Ante el oleaje elevado y las condiciones climatológicas generadas por los frentes fríos que afectan al estado, beneficiarios del programa Pescando Vida han tomado acciones preventivas para proteger sus líneas de canastas de ostión en lagunas de Carmen-Pajonal-Machona y Mecoacán. Las medidas buscan asegurar la producción local y la integridad de los cultivos, mientras autoridades estatales llaman a consumir producto tabasqueño.

Villahermosa, Tabasco. Ante los efectos del frente frío número 31, con lluvias, viento y oleaje elevado que se han registrado en las últimas semanas en el estado, beneficiarios del programa Pescando Vida han reforzado sus medidas de seguridad para proteger sus instalaciones ostrícolas en las lagunas Carmen-Pajonal-Machona y Mecoacán, ubicadas en los municipios de Cárdenas y Paraíso.

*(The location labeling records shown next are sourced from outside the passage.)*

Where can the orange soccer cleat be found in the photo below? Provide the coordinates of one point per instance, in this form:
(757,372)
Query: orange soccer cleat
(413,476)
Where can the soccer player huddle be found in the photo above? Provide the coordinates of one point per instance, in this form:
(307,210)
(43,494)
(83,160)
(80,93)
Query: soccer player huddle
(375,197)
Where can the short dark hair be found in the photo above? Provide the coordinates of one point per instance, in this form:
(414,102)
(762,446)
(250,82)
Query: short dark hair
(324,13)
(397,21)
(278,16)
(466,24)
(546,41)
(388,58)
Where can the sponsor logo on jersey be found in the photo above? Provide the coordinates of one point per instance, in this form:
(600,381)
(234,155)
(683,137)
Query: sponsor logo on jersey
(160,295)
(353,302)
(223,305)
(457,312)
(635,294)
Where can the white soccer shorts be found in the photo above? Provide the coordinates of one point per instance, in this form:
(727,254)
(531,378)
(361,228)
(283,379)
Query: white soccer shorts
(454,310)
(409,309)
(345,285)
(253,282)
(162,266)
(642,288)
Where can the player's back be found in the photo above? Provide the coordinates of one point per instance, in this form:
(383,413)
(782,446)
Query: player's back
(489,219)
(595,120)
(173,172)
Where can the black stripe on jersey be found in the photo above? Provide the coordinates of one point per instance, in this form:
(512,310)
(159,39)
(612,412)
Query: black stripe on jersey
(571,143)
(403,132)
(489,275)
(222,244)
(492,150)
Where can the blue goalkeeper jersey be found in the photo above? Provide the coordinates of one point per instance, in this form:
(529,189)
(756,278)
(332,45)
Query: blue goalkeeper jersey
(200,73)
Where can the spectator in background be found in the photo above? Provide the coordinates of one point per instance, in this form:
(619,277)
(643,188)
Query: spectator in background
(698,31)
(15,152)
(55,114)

La secretaria de Desarrollo Agropecuario y Pesca (SEDAP), Luisa del Carmen Cámara Cabrales, informó que hasta el momento no hay reportes de afectaciones significativas en las zonas productivas, pese a las inclemencias del tiempo. Para anticiparse, los productores organizados han instalado casetas tipo palafito para la vigilancia continua de sus líneas de canastas donde se cría el ostión, y han anclado con mayor firmeza las líneas flotantes para evitar que la corriente y el oleaje las arrastren.

Estas acciones responden al impacto del frente frío, que desde finales de enero ha dejado lluvias intensas, vientos del norte y oleaje elevado en Tabasco, condición que representa un riesgo para las estructuras flotantes y el manejo de cultivos en ambientes lagunares.

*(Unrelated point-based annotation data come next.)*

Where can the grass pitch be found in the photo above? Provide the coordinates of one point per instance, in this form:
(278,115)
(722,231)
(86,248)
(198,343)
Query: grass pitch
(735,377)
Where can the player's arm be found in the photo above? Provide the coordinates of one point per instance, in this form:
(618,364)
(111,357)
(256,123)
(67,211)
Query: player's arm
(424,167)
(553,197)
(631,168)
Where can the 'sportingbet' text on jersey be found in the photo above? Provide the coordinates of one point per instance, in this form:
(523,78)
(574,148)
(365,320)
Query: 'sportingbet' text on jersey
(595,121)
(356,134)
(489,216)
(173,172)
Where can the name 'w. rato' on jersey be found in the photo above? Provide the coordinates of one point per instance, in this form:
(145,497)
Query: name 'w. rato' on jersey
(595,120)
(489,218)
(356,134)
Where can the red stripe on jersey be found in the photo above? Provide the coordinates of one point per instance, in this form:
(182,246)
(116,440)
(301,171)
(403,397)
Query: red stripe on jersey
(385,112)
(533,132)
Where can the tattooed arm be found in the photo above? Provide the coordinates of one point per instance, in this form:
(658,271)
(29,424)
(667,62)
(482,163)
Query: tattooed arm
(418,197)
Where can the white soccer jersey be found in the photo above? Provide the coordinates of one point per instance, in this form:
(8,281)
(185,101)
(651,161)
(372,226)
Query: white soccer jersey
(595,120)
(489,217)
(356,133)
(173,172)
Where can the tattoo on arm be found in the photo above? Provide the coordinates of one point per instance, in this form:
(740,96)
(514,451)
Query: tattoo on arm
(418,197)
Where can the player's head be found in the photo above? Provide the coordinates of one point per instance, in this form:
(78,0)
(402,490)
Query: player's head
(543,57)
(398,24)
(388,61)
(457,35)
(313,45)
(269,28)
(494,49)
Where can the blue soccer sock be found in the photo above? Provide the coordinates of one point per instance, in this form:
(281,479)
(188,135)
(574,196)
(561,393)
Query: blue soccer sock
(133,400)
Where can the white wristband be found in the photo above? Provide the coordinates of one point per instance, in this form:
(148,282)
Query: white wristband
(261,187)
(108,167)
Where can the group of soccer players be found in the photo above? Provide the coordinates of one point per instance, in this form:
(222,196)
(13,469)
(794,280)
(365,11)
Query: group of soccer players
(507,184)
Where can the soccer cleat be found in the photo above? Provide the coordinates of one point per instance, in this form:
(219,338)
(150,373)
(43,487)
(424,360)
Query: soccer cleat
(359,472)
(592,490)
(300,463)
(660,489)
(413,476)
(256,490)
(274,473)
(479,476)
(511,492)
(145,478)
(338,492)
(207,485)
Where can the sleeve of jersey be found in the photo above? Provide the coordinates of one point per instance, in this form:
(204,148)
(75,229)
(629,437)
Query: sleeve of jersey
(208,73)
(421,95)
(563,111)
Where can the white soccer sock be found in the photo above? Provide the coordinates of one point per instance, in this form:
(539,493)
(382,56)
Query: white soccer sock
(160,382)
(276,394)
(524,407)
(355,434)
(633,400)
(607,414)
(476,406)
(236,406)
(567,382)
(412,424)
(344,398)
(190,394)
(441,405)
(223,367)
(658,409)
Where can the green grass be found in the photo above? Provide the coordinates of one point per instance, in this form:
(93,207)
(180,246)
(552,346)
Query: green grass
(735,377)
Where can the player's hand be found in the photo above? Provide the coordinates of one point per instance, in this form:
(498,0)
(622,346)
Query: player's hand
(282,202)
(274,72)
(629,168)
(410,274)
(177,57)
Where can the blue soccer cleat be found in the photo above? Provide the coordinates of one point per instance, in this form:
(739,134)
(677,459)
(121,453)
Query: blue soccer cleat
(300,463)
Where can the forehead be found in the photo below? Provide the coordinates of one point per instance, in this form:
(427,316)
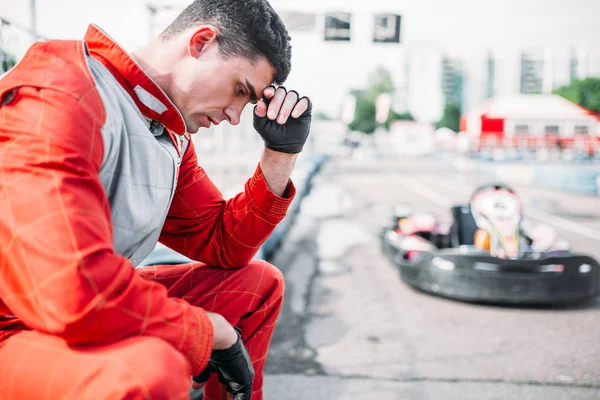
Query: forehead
(260,73)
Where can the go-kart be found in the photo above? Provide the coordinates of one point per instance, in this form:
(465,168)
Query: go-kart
(487,253)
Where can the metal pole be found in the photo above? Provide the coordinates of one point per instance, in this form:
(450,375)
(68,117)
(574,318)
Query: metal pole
(33,15)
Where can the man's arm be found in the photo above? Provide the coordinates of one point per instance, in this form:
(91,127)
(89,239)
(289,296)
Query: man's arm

Además del aseguramiento físico de las líneas de producción, la titular de la SEDAP ha hecho un llamado a la ciudadanía tabasqueña para consumir ostión local, destacando el valor de apoyar a los productores del programa Pescando Vida y fortalecer la economía regional.

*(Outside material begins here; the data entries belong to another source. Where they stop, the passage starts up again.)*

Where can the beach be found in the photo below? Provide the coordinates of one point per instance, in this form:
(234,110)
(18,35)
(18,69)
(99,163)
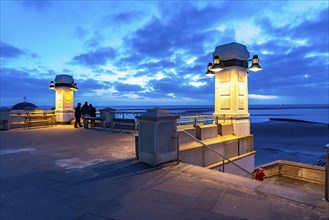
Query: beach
(289,140)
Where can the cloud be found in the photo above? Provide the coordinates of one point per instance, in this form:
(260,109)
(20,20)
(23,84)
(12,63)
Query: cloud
(9,51)
(80,32)
(37,4)
(96,57)
(257,96)
(121,87)
(122,18)
(16,84)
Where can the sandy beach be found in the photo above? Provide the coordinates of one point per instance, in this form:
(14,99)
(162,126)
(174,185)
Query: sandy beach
(293,141)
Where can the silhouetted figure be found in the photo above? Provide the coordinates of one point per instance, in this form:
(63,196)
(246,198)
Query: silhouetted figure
(77,116)
(92,112)
(85,113)
(260,175)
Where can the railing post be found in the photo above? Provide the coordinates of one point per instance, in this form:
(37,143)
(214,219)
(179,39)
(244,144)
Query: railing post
(326,182)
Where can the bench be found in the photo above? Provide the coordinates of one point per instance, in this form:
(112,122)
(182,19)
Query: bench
(127,124)
(39,119)
(95,120)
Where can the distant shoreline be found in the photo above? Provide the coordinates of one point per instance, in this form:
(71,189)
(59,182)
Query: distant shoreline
(294,120)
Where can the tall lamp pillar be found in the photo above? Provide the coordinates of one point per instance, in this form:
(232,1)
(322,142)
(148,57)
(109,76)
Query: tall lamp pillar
(64,86)
(231,87)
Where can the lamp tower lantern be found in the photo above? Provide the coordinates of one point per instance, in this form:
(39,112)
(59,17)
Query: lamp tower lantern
(231,85)
(64,86)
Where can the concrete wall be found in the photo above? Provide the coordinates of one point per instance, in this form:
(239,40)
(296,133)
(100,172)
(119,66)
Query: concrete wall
(300,171)
(245,161)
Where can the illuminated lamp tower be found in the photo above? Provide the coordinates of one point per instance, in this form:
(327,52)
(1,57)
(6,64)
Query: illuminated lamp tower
(64,86)
(231,85)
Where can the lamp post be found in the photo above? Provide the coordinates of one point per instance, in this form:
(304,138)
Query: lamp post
(64,86)
(326,182)
(231,85)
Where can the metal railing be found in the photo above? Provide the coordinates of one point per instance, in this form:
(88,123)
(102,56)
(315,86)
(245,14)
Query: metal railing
(195,119)
(213,150)
(326,182)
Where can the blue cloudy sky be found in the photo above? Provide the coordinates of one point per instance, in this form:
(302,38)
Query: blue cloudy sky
(156,52)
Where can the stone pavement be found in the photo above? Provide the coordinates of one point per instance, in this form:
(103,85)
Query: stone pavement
(66,173)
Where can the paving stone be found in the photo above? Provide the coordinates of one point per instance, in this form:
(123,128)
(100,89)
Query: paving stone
(145,209)
(195,214)
(179,186)
(96,207)
(89,216)
(245,207)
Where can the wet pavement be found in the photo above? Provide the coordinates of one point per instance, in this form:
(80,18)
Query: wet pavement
(66,173)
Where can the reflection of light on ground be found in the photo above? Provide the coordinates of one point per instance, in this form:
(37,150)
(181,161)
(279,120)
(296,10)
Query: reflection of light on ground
(14,151)
(76,163)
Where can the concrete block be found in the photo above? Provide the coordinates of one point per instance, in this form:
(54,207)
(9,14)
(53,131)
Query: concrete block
(246,145)
(183,137)
(206,131)
(211,157)
(231,149)
(241,127)
(225,129)
(193,155)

El programa, impulsado por el gobierno estatal para diversificar y fortalecer la acuacultura en Tabasco, ha beneficiado a cientos de productores en la producción de moluscos y otras especies acuícolas. Este enfoque productivo se ha traducido en una oferta creciente de ostión en mercados locales, contribuyendo a la seguridad alimentaria y a la economía rural.

Con el clima aún inestable, las organizaciones ostrícolas mantienen la vigilancia y refuerzan sus estrategias para garantizar que ni las condiciones adversas ni los fenómenos naturales pongan en riesgo el esfuerzo productivo que representa el programa Pescando Vida en el estado.